Backend When to use Persistence Multi-worker safe
InMemoryCcrStore Tests, single-worker prototyping No No
SqliteCcrStore (default) Single-instance prod / single-host fleet Yes (file) Yes (sticky session)
RedisCcrStore (opt-in) Multi-host / horizontally-scaled prod Yes (Redis) Yes (no stickiness needed)

backends::from_config picks one at startup from the operator's CcrBackendConfig. Init failures surface to the caller (feedback_no_silent_fallbacks.md) — a misconfigured DB path or unreachable Redis URL aborts startup rather than silently degrading to in-memory.

When does what work?

  • SqliteCcrStore is the default for new deploys. The DB file lives on the local disk; multiple workers on the same host share it via SQLite's WAL-mode locking, so --workers N works as long as a sticky load balancer routes each session to the same host. Survives proxy restarts: a new worker that opens the same DB file recovers every in-flight <<ccr:HASH>> marker.
  • RedisCcrStore (cfg-gated behind the redis feature) is the drop-in for horizontally-scaled deployments. Every worker on every host hits the same Redis instance; no sticky session is required at any layer of the LB. Enable with --features redis in the proxy crate's Cargo build.
  • InMemoryCcrStore is fine for tests and single-worker development. Production deployments using it lose every <<ccr:HASH>> marker on restart and fragment across workers — keep it confined to local boxes.

What goes wrong with the in-memory backend on --workers N > 1

Each uvicorn worker is a separate Python process. The following state is fragmented across workers:

  1. Python CompressionStore — defaults to InMemoryBackend (per-process) when HEADROOM_CCR_BACKEND is unset. Each worker has its own singleton; CCR markers written on worker A are invisible to worker B. Set HEADROOM_CCR_BACKEND=sqlite to use a shared cross-worker store.
  2. HeadroomProxy._compression_caches (headroom/proxy/server.py) — per-session CompressionCache dict (instance var, always per-worker).
  3. HeadroomProxy.session_tracker_store — per-session prefix-tracker state derived from Anthropic's cache_read_input_tokens responses (instance var, always per-worker).
  4. TOIN learner state — writes snapshots to ~/.headroom/toin.json but keeps per-process in-memory state; pattern statistics on one worker are not visible to others until the next disk flush.

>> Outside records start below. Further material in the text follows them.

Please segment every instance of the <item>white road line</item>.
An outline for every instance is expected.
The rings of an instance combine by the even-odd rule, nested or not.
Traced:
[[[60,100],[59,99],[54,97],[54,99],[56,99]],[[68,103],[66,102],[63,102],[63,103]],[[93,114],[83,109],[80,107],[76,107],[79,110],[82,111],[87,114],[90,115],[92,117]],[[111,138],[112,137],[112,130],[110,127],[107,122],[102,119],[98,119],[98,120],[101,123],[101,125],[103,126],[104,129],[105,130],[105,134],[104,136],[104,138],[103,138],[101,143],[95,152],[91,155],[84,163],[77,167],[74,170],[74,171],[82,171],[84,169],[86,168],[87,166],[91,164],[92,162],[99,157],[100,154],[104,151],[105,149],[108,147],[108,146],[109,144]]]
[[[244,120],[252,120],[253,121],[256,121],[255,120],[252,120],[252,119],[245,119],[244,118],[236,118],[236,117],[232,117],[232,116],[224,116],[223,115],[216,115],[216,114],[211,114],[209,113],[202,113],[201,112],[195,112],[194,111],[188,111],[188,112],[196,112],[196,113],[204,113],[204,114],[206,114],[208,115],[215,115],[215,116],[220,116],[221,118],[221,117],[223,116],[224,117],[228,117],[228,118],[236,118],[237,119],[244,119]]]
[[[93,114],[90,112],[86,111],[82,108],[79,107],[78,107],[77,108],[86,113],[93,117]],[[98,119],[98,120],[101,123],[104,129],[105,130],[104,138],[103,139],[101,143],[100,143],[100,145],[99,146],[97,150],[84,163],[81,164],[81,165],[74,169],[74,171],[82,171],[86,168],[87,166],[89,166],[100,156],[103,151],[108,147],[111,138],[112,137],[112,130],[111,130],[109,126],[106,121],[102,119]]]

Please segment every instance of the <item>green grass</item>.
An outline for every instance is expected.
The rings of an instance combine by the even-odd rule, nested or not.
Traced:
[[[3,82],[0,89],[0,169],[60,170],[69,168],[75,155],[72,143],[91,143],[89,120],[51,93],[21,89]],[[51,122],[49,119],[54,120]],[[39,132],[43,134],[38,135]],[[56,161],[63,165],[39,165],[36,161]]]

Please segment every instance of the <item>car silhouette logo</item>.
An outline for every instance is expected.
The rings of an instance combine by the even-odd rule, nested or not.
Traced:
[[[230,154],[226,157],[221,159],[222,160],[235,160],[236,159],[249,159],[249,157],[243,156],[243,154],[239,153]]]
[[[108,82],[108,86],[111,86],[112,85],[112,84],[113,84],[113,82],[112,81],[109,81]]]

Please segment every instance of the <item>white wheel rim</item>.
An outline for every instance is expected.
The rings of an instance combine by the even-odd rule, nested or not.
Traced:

When uvicorn round-robins requests across workers, a session whose turn-1 landed on worker A may have turn-2 land on worker B. Worker B has zero knowledge of what worker A did, the <<ccr:HASH>> marker resolves to None, and the model sees an opaque directive it can't act on. Switching to SqliteCcrStore (default) or RedisCcrStore resolves the CCR fragmentation; a sticky-session load balancer resolves all of them.

Detecting it in the wild

The proxy emits a WARNING-level log line on startup when --workers N > 1. When HEADROOM_CCR_BACKEND is unset (default InMemoryBackend), the warning includes CCR retrieval failures and suggests setting HEADROOM_CCR_BACKEND=sqlite. When a cross-worker backend is already configured, the warning covers only the remaining per-worker stores (compression cache, prefix tracker, TOIN, CostTracker).